The transcription factor c-Jun regulates Smad4 expression by upregulating pre-miR-183 expression to promote invasion and metastasis of esophageal squamous cell carcinomas.

In Vitro Cell Dev Biol Anim

Department of Thoracic Surgery, Institute of Cancer Research and Basic Medical Sciences of Chinese Academy of Sciences, Cancer Hospital of University of Chinese Academy of Sciences, Zhejiang Cancer Hospital, 38 Guangji Road, Hangzhou, 310012, Zhejiang, China.

Published: August 2020

MiR-183 is a tumor onco-miR and has been shown by our previous studies to be overexpressed in esophageal squamous cell carcinomas (ESCCs). In this study, we sought to determine the possible mechanisms of miR-183 in ESCC. In our study, cell migration and invasion, real-time PCR, Western blot, and chromatin immunoprecipitation (ChIP) assays were used to explore the mechanism of miR-183 in three ESCC cell lines.

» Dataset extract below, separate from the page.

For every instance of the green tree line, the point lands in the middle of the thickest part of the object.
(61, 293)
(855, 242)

We found several potential transcription factors, including c-Jun, by bioinformatics methods. Using a ChIP assay, we identified that c-Jun binds to the promoter region of pre-miR-183 and that upregulated c-Jun expression is related to increased expression of miR-183. We found that downregulation of miR-183 significantly reduced the cell invasiveness and migration of ESCC cells, whereas upregulation of miR-183 via a mimic increased the cell migration and invasion of ESCC cells. We further discovered one direct miR-183 target gene, Smad4, which has been implicated in invasion and metastasis. Furthermore, miR-183 promoted epithelial-mesenchymal transition (EMT), which is involved in the invasion and migration of ESCC cells. Dysregulation of miR-183 has an important role in tumor growth and invasion because miR-183 targets Smad4. Therefore, suppression of miR-183 may provide a potential approach for treatment.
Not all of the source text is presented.